December 24th, 2023
7 p.m.
Rev. Nicole M. Lamarche

The photograph was so unusual, so miraculous that it was not believed when it first hit the cover of the newspapers. With helmets tilted, a cigarette dangling from the mouth of the one in the front, the mini crowd included a German soldier standing alongside British troops from the London Rifle Brigade. It was taken Christmas Day in what they called No-Man’s Land, the space between the trenches. The day is now remembered as the Christmas Truce of 1914.

It all started the night before, when it was dark and late into Christmas Eve and members of the British Expeditionary Force (BEF) first heard carols from the other side.
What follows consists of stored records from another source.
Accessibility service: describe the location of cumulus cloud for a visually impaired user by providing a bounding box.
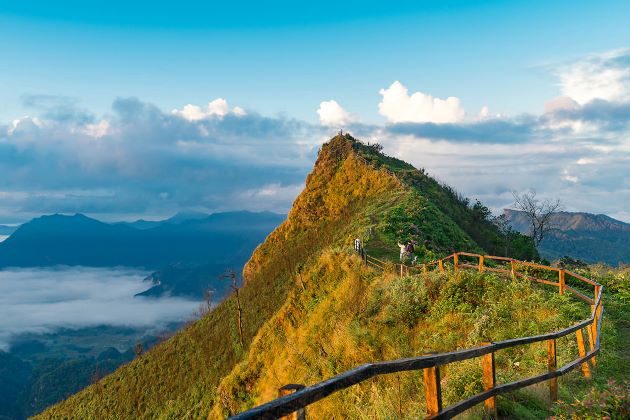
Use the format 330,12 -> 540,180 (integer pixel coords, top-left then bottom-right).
556,48 -> 630,104
0,48 -> 630,222
317,100 -> 355,127
0,267 -> 198,350
378,81 -> 465,123
0,98 -> 327,221
172,98 -> 246,121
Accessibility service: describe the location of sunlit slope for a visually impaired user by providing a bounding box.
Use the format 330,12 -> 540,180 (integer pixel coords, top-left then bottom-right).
42,136 -> 540,418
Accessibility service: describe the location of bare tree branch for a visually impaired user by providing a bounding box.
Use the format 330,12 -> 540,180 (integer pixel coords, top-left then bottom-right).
512,190 -> 562,246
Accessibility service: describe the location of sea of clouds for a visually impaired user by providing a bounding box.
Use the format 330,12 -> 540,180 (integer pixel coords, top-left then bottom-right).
0,267 -> 199,350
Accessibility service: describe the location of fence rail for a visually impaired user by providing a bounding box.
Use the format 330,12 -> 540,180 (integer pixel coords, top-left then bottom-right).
232,251 -> 604,419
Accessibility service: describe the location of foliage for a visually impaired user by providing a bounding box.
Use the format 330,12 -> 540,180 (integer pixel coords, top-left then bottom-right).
553,379 -> 630,419
211,249 -> 585,418
41,136 -> 581,418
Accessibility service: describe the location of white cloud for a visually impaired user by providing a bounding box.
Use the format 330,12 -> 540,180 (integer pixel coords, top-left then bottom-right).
0,267 -> 198,349
545,96 -> 580,113
575,158 -> 597,165
172,98 -> 246,121
562,169 -> 579,184
84,120 -> 109,138
378,81 -> 465,123
317,99 -> 354,127
557,49 -> 630,104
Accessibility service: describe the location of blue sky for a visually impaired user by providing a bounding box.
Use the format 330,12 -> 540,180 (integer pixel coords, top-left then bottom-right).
0,0 -> 630,222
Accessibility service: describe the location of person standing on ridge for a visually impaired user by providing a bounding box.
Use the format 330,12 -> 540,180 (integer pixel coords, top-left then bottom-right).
405,241 -> 415,263
398,242 -> 407,262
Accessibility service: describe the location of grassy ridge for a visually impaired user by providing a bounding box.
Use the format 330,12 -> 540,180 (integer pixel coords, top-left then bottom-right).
41,136 -> 554,418
210,248 -> 588,418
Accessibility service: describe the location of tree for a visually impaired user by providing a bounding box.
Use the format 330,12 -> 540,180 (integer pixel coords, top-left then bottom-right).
512,190 -> 562,247
221,270 -> 245,348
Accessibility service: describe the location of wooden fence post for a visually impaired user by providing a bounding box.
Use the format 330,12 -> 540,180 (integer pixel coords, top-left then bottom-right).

Over some parts of the frontline, they were 300 yards apart, but here and for other parts, they were as close as 30 yards from one another. Historian Stanley Weintraub claims to have even identified the main instigator of the musical exchange as, Walter Kirchhoff, a German Officer, also a singer and a sometimes member of the Berlin Opera. His voice and the singing of Stille Nacht in both German and English is credited with inspiring the carol sing across enemy lines and this helped lead to the exchange of their humanity too.

According to recorded firsthand accounts from those who served, people like Marmaduke Walkinton, each side had been singing carols and shouting back and forth, taunting each other like you do in war, and then one of the Germans shouted “Tomorrow, You no shoot, we no shoot.”

Another recounted how then on that Christmas morning, the Germans and French soldiers came out of their trenches with champagne and cigarettes to share with the other side.

And just for a time, all of them emerged and met in No-Man’s Land, they were just human together in a land beyond war. And they exchanged gifts, took pictures, played football and buried their dead without fearing death themselves for just a minute.

It didn’t last long.

And it didn’t happen everywhere along the Western Front.

In some places the fighting continued that day, and the war raged on.

Some of the officers were unhappy that a truce happened anywhere because they were concerned t their men would be less interested fighting.

And yet, in some pockets, in some places, on that Christmas Eve in 1914, some were willing to sing out in another language to meet the other side, some of them were willing to try and find a way beyond where they were dug in and so just enough human hearts were open, that there could be peace.

Because they were willing to live in a hope beyond their trenches. Because they took a risk for a land beyond war. Because they decided it could start with them.

I have had a hard time in these months, maybe like many of you. And this Christmas, even when public celebrations of Christmas are canceled in Bethlehem, I wonder if we all need the reminder that miracles happen when we refuse to give up on what seems impossible. Knowing not everyone will come along, we can still make pockets of possibility that become peace, wherever we are even in war. So let us keep our hearts open to the unusual, to the miraculous, to what seems impossible. May it be so. Amen.